Thanks, Your Holiness..?

The Pope says he's cool with homosexuality. Not with anyone actually doing anything about being gay, all that icky holding hands and kissing and such, but with them having those thoughts, urges, and presumably loves. By implication, also a whole load of loves, thoughts, urges of bi people too: the pronouncements of most religous organisations on sexuality tend to be deludedly black-and-white.

It's not magnificent. Compared to where the Catholic Church was a week ago, it is a welcome improvement, but for compairson I think it only takes us to something like where the Anglicans were about two decades ago: love the sinner, hate the sin.
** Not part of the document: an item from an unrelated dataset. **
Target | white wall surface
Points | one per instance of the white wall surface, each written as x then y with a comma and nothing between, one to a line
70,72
Two decades down the line, that's still Condemn The Marriage.

Now, I'm not at all convinced that there is any sin involved, even if we were to take their movement's texts as some kind of authority, which I suppose as Pope or Archbishop you probably are expected to do. But hey, it's less sinful. If you fall in love with someone of the same sex for the first time today, congratulations: you just dodged an afterlife bullet.

It could be a good sign. The new Pope may be about to reveal progressive tendencies over a period of a few years, dragging Catholicism all the way forwards into the... I dunno, 1950s, 60s at a push. Like David Cameron trying to persuade the Conservatives of the benefits of living in the same century as the electorate, even a fiercely modernising Pope would be trying to turn around an oil tanker of conservatism and reactionary values. Maybe he's going to turn out to be a good religious leader for humanity: today he's at the "hug a huskie" stage where it is too soon to say.

Perhaps I'm seeing too much cause for optimism, as also it reminds me a little of how, about 20 years ago, a previous pontiff suddenly declared that masturbation was now OK by his god. It's progress and hope for the future, but it is a Pope merely playing catch-up with most of the faithful and not giving actual leadership.

But let's enjoy a rare moment of hope in the pontiff, even if we can't have faith.